Re: CONFIG_DEBUG_INFO_SPLIT impacts on faddr2line
Hi Andi, On Mon, Nov 13, 2017 at 10:52:27AM -0800, Andi Kleen wrote: > It's the "CONFIG_DEBUG_INFO_SPLIT" thing that makes faddr2line unable > to see the inlining information, > > Using OPTIMIZE_INLINING is fine. Good to know that! It works for me. Perhaps your binutils is too old? It was added at some point. Can you try upgrading? % ./linux/scripts/faddr2line obj/vmlinux schedule+10 schedule+10/0x80: schedule at arch/x86/include/asm/current.h:15 % addr2line --version GNU addr2line version 2.27-24.fc26 I use debian and tried addr2line in 2 systems: GNU addr2line (GNU Binutils for Debian) 2.28 GNU addr2line (GNU Binutils for Debian) 2.29.1 Regards, Fengguang
Re: CONFIG_DEBUG_INFO_SPLIT impacts on faddr2line
> I wonder if there is some way to use the split format for the > intermediate files, but then for the very final link bring them all in > and make the end result be a traditional single binary. I'm not > talking the separate "dwp" package that packs multiple dwo files into > one, but to actually link them all in at the one. > > Sure, it would lose some of the advantage, but I think a large portion > of the -gsplit-dwarf advantage is about the intermediate state. No? Not sure it's worth to do complicated workarounds.

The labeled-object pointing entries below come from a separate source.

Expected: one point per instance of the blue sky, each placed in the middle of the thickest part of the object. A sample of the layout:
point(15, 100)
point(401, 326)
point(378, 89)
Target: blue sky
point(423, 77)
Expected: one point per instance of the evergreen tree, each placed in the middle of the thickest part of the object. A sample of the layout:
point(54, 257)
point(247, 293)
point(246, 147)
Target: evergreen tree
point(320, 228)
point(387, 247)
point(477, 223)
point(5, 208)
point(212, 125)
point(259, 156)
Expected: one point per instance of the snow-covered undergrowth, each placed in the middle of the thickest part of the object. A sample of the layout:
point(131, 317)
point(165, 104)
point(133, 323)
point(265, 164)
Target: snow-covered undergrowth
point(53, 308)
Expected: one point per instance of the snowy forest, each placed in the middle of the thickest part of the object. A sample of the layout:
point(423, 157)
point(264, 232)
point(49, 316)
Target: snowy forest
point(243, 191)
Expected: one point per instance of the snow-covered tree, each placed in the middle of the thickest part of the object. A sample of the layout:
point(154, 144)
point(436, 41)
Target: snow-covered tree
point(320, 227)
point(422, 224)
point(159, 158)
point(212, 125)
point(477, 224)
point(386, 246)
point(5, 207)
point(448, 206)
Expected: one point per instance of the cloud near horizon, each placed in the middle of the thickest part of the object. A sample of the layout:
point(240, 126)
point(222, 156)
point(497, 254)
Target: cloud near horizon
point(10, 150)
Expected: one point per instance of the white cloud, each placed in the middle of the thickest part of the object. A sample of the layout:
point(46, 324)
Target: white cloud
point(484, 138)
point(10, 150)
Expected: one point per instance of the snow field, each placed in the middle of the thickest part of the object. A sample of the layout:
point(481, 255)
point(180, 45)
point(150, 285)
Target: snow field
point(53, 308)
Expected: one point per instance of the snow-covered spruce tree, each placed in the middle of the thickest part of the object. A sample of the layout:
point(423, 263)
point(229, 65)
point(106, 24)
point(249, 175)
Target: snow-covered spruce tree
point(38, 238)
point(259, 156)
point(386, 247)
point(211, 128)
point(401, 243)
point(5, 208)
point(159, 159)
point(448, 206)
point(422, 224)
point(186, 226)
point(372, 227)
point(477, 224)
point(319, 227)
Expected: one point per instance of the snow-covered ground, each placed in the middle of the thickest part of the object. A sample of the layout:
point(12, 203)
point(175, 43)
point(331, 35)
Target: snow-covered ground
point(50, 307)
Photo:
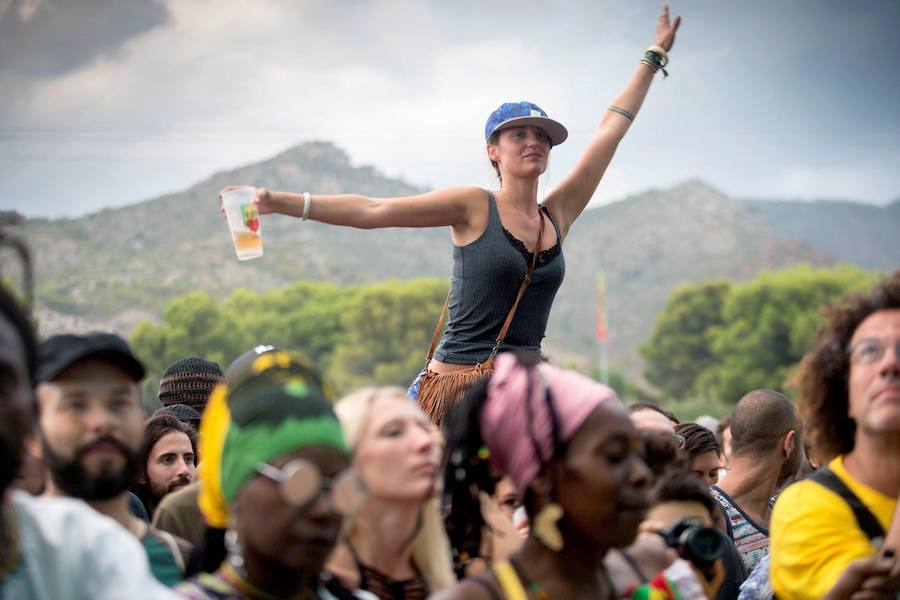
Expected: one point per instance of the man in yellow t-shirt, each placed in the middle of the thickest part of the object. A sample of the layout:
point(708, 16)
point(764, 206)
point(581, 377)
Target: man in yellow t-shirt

I assume it will be not that difficult to fix binutils (after all gdb works), and disabling the option is a reasonable workaround. > > I tried to google for it, but couldn't find anything. But apparently > elfutils doesn't support dwo files either. It seems mainly the linker > and gdb itself that supports it. The original design document is https://gcc.gnu.org/wiki/DebugFission -Andi
Re: CONFIG_DEBUG_INFO_SPLIT impacts on faddr2line
On Mon, Nov 13, 2017 at 1:41 PM, Andi Kleen wrote: > > It seems to be broken for normal programs too Ok. I wonder if there is some way to use the split format for the intermediate files, but then for the very final link bring them all in and make the end result be a traditional single binary. I'm not talking the separate "dwp" package that packs multiple dwo files into one, but to actually link them all in at the one. Sure, it would lose some of the advantage, but I think a large portion of the -gsplit-dwarf advantage is about the intermediate state. No? I tried to google for it, but couldn't find anything. But apparently elfutils doesn't support dwo files either. It seems mainly the linker and gdb itself that supports it. Linus
Re: CONFIG_DEBUG_INFO_SPLIT impacts on faddr2line
On Mon, Nov 13, 2017 at 12:56:31PM -0800, Linus Torvalds wrote: > On Mon, Nov 13, 2017 at 12:10 PM, Andi Kleen wrote: > > > > You're right. It works for line information, but strangely not for > > inlines. I assume it can be fixed. > > So I'm not 100% sure it's strictly a addr2line bug. It seems to be broken for normal programs too $ cat tinline.c int i; static inline int finline(void) { i++; } main() { finline(); } $ gcc -O2 -gsplit-dwarf tinline.c $ addr2line -i -e a.out 0x4003b0 /home/ak/tsrc/tinline.c:6 $ gcc -O2 -g tinline.c $ addr2line -i -e a.out 0x4003b0 /home/ak/tsrc/tinline.c:6 /home/ak/tsrc/tinline.c:12 $ I filed https://sourceware.org/bugzilla/show_bug.cgi?id=22434 -Andi
Re: CONFIG_DEBUG_INFO_SPLIT impacts on faddr2line
On Mon, Nov 13, 2017 at 12:10 PM, Andi Kleen wrote: > > You're right. It works for line information, but strangely not for > inlines. I assume it can be fixed. So I'm not 100% sure it's strictly a addr2line bug. We do more than just link the vmlinux file. There's that whole complicated script for our final link in scripts/link-vmlinux.sh which links in all the kallsyms information etc, but also does things like the exception table sorting. So it's possible that addr2line works fine on a normal executable, but that we've done some munging that then makes it not really do the right thing for vmlinux. But it is also equally possible that addr2line simply doesn't understand -gsplit-dwarf at all. I've never seen it used outside the kernel. Linus
Re: CONFIG_DEBUG_INFO_SPLIT impacts on faddr2line
On Mon, Nov 13, 2017 at 12:10 PM, Andi Kleen wrote: >> Put another way: the CONFIG_DEBUG_INFO_SPLIT option is useless. Yes, >> it saves time and disk space, but does so at the expense of making all >> the debug information unavailable to basic tools. > > You're right. It works for line information, but strangely not for > inlines. I assume it can be fixed. > Is there a binutils bug report for this? -- H.J.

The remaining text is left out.